Finding Nemo 3D


Director: Andrew Stanton, Lee Unkrich, Albert Brooks

Starring: Albert Brooks, Ellen DeGeneres, Alexander Gould, Willem Dafoe

Genre: Animation

Running Time: 100 min

Fri, Mar 29, 2013, 00:00


Rather annoyingly, it seems this new 3D reissue of Finding Nemo is only available in 3D. That makes sense, I suppose. The colourised version of It’s a Wonderful Life isn’t available in black and white. Not to worry. If ever there were a film effective enough to distract from the stupid goggles and faintly shrouded screen it is the fifth animated feature from Pixar. That studio has always favoured a subtle, “immersive” school of 3D that fails to thrust spears into your lap. This allows them to retain their dignity and also invites us to pretend we’re simply watching a greyer version of the original film.

Still without a sequel (though one is looming), Nemo is not as ambitious as Wall-E or as groundbreaking as Toy Story or as moving as Up . But it achieves such balance in each of those areas that it easily registers as a front-runner for the studio’s best ever film.
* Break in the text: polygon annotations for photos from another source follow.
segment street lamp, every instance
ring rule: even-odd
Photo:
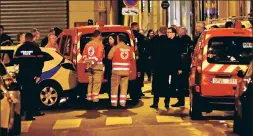
[[[251,23],[251,25],[253,26],[253,0],[250,1],[250,13],[249,13],[249,21]]]

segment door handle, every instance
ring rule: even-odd
[[[236,86],[233,86],[233,90],[236,90],[237,89],[237,87]]]

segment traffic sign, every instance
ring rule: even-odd
[[[169,6],[170,6],[170,4],[169,4],[168,0],[164,0],[164,1],[162,2],[162,4],[161,4],[161,7],[162,7],[163,9],[168,9]]]
[[[138,0],[123,0],[123,2],[129,8],[135,7],[138,4]]]
[[[130,16],[138,15],[138,9],[137,8],[122,8],[122,15],[130,15]]]

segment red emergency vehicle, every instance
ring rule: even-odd
[[[92,33],[95,30],[99,30],[102,32],[103,43],[108,40],[108,36],[112,33],[119,34],[123,33],[127,35],[128,42],[127,45],[131,46],[131,48],[135,49],[134,35],[131,31],[130,27],[121,26],[121,25],[104,25],[103,22],[99,22],[99,25],[92,26],[81,26],[75,27],[71,29],[63,30],[60,34],[59,38],[59,47],[58,51],[64,55],[66,59],[71,60],[77,70],[77,79],[79,81],[79,91],[81,91],[81,96],[85,97],[87,84],[88,84],[88,71],[86,70],[86,64],[84,63],[82,53],[85,45],[91,40]],[[105,45],[106,46],[106,45]],[[130,67],[130,82],[129,82],[129,93],[131,99],[134,99],[136,95],[134,95],[133,84],[135,83],[135,79],[137,76],[136,71],[136,60],[134,54],[134,60],[131,61]],[[100,93],[110,93],[108,92],[109,86],[107,79],[103,78],[103,85],[101,87]],[[133,94],[131,93],[133,92]]]
[[[246,70],[252,57],[252,32],[235,28],[204,31],[192,56],[190,74],[190,116],[202,112],[233,110],[238,83],[237,71]]]

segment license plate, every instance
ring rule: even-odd
[[[212,78],[213,84],[237,84],[237,79]]]

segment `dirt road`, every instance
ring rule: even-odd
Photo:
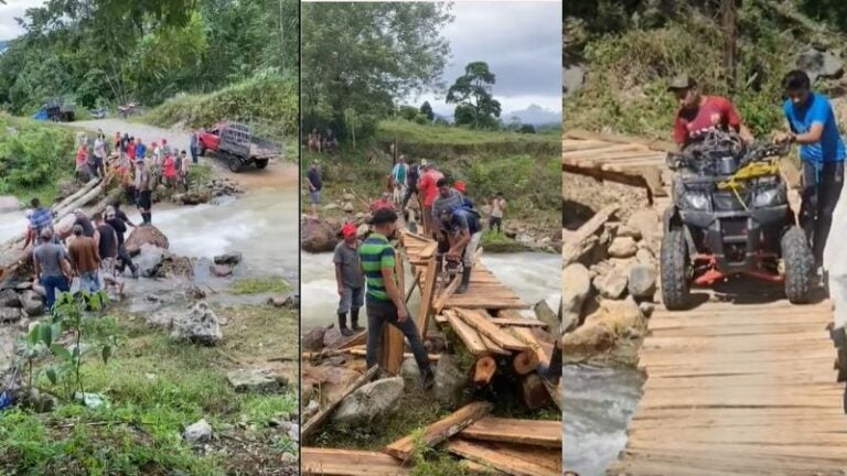
[[[77,121],[72,125],[95,132],[97,129],[101,129],[109,138],[114,137],[115,132],[120,132],[121,134],[128,132],[130,136],[141,138],[148,145],[152,142],[161,142],[162,139],[167,139],[171,147],[185,149],[186,151],[189,150],[190,131],[185,130],[162,129],[156,126],[130,122],[118,118]],[[281,162],[280,160],[275,159],[270,161],[270,164],[265,170],[249,166],[236,174],[230,172],[226,167],[226,164],[215,158],[213,153],[210,152],[206,155],[207,156],[200,158],[201,162],[212,164],[217,176],[236,180],[247,190],[296,186],[298,183],[298,170],[294,163]]]

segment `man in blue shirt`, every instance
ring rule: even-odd
[[[844,141],[829,99],[811,90],[808,75],[793,71],[782,84],[789,97],[783,108],[791,132],[779,139],[800,144],[803,162],[800,225],[812,241],[815,266],[821,267],[833,212],[844,185]]]

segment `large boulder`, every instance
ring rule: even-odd
[[[332,420],[353,428],[368,428],[384,421],[397,411],[405,387],[403,377],[367,383],[341,401]]]
[[[159,267],[164,261],[164,250],[154,245],[142,244],[132,262],[138,267],[138,273],[144,278],[154,278]]]
[[[204,301],[194,304],[187,314],[173,320],[172,339],[215,345],[222,337],[221,321]]]
[[[585,266],[572,263],[561,270],[561,326],[565,331],[579,322],[589,292],[591,274]]]
[[[337,231],[330,221],[305,219],[300,227],[300,247],[307,252],[332,251],[340,241]]]
[[[0,291],[0,307],[21,307],[21,298],[14,290]]]
[[[141,251],[142,245],[152,245],[157,248],[168,249],[168,237],[152,225],[140,225],[132,229],[125,242],[127,252],[135,256]]]
[[[459,360],[450,354],[441,354],[436,366],[436,399],[447,407],[458,407],[464,400],[469,378]]]
[[[28,290],[21,294],[21,304],[23,311],[30,317],[36,317],[44,314],[44,299],[35,291]]]

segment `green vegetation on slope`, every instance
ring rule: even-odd
[[[269,426],[271,419],[298,412],[294,389],[236,393],[225,371],[233,358],[265,361],[297,349],[297,314],[248,306],[216,312],[228,321],[226,340],[217,347],[175,343],[139,317],[121,316],[122,343],[108,365],[90,356],[83,366],[86,391],[104,393],[110,407],[66,403],[50,413],[0,413],[0,474],[260,474],[262,464],[296,454],[287,432]],[[288,376],[292,382],[296,371]],[[39,383],[50,388],[46,378]],[[212,452],[195,452],[182,431],[200,419],[215,433],[237,436],[215,440]],[[238,431],[238,423],[248,428]]]
[[[677,105],[666,87],[688,73],[706,94],[732,98],[754,134],[766,134],[783,121],[780,83],[796,53],[812,42],[837,50],[845,39],[804,17],[796,2],[741,2],[737,83],[730,88],[717,2],[677,2],[667,10],[656,4],[569,4],[565,54],[585,62],[588,82],[565,100],[566,127],[668,139]]]
[[[176,96],[140,120],[192,129],[212,127],[221,120],[244,121],[257,136],[282,141],[297,136],[297,78],[261,74],[215,93]]]
[[[52,203],[74,172],[73,152],[72,130],[0,113],[0,194]]]

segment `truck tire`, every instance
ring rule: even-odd
[[[662,238],[660,274],[662,301],[668,311],[682,311],[690,305],[689,275],[691,263],[682,228],[667,230]]]
[[[229,166],[229,171],[232,173],[238,173],[242,171],[242,167],[244,166],[244,162],[240,158],[237,158],[235,155],[229,155],[226,158],[226,164]]]
[[[785,266],[785,296],[792,304],[808,302],[815,272],[815,257],[803,230],[792,226],[780,240]]]

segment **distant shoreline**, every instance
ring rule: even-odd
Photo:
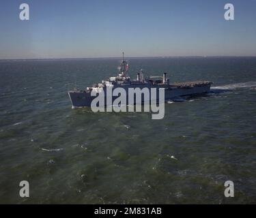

You already know the story. Marlin, a neurotic (Jewish?) clownfish, recently widowed, frets furiously over Nemo, his cheeky son, when the wee chap gets abducted by divers and deposited in an Australian dentist’s fish tank. Dad teams up with a forgetful dory named Dory – one of Disney-Pixar’s best ever sidekicks, voiced gorgeously by Ellen DeGeneres – and, evading sharks and jellyfish, sets out for Sydney Harbour. Young Nemo plans his escape from the tank.

The animation is so sleek and the action so perfectly paced that even the sharpest viewer could be forgiven for overlooking some unimportant lapses in internal logic. If sharks, turtles and tropical fish are anthropomorphised then why do whales and jellyfish come across like, well, real whales and jellyfish? Why are we chastising Marlin for being overprotective when most of his supposed phobias are shown to be well founded? Who taught Dory to read?

Get out of here. You may as well ask who heard Charles Foster Kane say “Rosebud”. A masterpiece for all ages.